La parole a seulement commencé à se libérer fin mai 2024 via le mouvement #Metoo à l’hôpital. Une urgence appelant à réagir le gouvernement et les instances hospitalières. Depuis des jalons ont tout juste été posés dans la lutte contre les violences sexistes et sexuelles dans le monde du soin. Où en est-on ? Le point avec Sylvaine Mazière-Tauran, présidente de l'Ordre national des infirmiers, sur le plateau TV d'Infirmiers.com.*

L'Ordre infirmier apparaît aujourd'hui bien engagé dans le mouvement #MeToo de la santé. Comment vous êtes-vous saisis de ce combat ? 

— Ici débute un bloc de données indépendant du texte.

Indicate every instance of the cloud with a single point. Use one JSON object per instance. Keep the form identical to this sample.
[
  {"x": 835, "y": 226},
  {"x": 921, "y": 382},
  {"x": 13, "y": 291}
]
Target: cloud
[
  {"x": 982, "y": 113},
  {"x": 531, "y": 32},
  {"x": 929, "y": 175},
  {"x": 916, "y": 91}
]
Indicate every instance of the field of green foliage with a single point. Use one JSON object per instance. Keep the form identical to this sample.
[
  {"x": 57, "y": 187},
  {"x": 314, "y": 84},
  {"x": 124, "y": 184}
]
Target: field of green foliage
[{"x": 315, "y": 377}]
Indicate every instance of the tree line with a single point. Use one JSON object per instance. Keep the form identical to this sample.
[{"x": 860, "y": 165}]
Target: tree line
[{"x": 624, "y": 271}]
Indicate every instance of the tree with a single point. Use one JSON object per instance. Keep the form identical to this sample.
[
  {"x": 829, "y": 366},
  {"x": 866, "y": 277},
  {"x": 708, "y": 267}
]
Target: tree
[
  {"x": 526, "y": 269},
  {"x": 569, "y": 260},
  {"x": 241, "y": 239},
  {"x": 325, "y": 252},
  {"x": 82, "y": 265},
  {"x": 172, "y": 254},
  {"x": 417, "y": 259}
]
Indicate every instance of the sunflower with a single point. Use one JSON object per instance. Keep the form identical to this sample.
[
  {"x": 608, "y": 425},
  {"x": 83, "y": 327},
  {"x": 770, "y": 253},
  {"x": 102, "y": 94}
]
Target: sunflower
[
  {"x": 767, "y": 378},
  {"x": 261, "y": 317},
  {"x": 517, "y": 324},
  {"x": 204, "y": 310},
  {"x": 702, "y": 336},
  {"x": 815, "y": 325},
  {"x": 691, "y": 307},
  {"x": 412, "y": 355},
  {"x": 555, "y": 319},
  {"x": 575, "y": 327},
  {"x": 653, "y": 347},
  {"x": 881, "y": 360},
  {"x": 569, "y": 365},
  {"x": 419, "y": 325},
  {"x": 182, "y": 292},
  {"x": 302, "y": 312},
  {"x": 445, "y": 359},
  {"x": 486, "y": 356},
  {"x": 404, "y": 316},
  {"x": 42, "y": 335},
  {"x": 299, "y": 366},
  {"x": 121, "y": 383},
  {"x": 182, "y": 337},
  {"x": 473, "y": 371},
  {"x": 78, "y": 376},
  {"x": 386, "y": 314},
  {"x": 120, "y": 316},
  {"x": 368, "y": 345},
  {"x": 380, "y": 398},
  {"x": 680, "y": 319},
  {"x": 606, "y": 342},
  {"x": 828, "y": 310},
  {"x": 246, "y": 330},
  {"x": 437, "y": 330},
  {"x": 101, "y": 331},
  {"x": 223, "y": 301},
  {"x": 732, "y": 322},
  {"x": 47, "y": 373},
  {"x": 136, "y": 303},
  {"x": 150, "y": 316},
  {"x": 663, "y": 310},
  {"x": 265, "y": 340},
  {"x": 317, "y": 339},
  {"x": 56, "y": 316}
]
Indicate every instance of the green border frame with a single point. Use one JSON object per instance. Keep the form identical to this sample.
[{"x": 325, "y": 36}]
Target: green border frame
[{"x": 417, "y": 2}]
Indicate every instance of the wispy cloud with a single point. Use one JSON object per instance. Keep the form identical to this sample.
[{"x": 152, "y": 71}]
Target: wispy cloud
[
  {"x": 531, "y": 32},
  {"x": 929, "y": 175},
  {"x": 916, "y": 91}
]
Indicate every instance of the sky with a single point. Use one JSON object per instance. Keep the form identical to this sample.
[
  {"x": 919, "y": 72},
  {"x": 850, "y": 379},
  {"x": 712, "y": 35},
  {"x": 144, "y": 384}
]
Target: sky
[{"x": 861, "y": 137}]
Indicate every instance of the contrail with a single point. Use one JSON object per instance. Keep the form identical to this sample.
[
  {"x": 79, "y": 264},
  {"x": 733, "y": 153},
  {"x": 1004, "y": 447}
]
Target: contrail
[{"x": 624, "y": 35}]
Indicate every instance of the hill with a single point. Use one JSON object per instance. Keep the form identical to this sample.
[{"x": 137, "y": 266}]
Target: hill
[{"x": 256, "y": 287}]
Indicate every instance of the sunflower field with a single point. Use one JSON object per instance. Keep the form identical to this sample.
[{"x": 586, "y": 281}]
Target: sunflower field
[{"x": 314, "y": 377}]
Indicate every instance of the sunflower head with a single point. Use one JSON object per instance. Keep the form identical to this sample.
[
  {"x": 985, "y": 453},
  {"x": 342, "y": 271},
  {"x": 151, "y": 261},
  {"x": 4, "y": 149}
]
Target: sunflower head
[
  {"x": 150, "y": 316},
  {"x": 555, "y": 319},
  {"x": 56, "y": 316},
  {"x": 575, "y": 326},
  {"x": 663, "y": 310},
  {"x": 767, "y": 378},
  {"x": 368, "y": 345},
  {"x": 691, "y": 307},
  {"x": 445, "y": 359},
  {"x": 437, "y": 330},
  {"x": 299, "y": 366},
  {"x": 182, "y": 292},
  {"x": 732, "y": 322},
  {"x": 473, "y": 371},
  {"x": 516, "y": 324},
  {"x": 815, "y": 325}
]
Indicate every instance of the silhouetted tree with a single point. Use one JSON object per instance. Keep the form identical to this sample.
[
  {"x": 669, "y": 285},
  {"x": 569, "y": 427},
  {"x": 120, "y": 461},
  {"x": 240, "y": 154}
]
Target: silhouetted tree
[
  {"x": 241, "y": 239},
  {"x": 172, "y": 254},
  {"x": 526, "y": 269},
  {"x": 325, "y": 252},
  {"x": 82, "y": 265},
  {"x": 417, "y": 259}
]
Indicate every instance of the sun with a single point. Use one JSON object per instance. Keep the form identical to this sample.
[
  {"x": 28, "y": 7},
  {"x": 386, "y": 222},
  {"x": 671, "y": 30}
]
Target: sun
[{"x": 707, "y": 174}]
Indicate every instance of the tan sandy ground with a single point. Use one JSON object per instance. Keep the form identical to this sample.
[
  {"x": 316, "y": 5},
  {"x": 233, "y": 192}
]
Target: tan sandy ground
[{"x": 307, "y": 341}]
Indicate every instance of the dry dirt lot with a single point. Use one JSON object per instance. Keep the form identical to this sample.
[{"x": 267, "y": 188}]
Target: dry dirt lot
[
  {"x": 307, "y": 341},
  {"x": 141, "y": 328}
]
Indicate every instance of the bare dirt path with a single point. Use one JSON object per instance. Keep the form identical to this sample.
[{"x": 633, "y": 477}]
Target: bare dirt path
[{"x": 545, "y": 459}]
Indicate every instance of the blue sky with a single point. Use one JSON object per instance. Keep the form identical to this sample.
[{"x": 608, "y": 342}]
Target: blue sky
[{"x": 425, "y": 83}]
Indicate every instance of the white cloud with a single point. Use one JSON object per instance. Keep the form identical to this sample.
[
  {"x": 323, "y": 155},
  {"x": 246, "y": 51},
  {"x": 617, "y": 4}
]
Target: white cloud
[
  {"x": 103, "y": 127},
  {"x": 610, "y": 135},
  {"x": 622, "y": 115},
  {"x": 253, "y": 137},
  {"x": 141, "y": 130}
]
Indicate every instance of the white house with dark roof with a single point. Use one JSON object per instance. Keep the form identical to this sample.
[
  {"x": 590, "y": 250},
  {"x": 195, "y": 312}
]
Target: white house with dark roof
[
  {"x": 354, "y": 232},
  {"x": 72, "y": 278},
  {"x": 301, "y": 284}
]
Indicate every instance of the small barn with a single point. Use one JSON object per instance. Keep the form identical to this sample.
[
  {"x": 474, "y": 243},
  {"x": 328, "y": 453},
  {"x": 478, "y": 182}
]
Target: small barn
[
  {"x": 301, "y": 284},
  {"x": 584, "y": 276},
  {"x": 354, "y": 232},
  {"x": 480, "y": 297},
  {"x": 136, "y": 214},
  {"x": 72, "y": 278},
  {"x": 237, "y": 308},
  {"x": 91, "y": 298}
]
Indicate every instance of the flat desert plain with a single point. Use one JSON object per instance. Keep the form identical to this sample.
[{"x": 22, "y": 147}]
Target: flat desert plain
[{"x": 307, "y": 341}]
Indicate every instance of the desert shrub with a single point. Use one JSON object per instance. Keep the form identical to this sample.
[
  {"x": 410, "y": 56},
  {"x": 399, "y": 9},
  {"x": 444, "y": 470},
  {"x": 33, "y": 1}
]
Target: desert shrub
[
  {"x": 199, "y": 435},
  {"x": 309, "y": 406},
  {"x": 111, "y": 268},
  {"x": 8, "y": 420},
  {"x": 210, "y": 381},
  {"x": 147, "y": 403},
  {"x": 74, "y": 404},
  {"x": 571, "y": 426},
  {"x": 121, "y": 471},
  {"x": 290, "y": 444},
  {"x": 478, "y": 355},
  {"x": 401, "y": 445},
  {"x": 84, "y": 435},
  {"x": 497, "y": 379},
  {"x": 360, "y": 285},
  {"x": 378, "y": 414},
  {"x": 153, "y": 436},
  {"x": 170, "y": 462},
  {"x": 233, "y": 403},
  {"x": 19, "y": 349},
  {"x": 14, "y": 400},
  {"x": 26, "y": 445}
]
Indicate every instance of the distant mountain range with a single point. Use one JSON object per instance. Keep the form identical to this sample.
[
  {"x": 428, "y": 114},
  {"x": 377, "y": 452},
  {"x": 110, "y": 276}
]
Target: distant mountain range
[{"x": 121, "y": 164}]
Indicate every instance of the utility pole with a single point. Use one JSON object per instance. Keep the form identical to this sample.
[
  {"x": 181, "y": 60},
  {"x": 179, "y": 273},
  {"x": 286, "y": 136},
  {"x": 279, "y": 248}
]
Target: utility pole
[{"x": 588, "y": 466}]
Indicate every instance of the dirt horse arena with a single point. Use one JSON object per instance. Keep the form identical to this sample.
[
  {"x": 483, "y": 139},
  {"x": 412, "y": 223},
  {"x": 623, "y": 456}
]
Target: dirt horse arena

C'est un sujet que je souhaitais porter dès le début de ma mandature. A la fois en tant que infirmière et en tant que femme. Car j'ai eu l'occasion de voir que les violences sexuelles et sexistes sont malheureusement trop souvent dans le quotidien des infirmières et des femmes. J'ai commencé d'abord, une fois à la présidence de l'Ordre, par lancer une enquête, pour faire un bilan de situation. Nous avons eu vingt-deux mille participants. Avec une réponse, à la fois des femmes, mais également des hommes infirmiers, parce qu'ils n'en sont pas exempts non plus de ce type d'agression et de discrimination. Et les résultats ont été impressionnants par leur gravité. Puisque quasiment une infirmière sur deux, ou un infirmier sur deux, est victime, au cours de sa carrière, de violences sexuelles et sexistes.

 

Est-ce que toutes ces personnes avaient consciences au moment des faits qu'il s'agissait de "violence" ?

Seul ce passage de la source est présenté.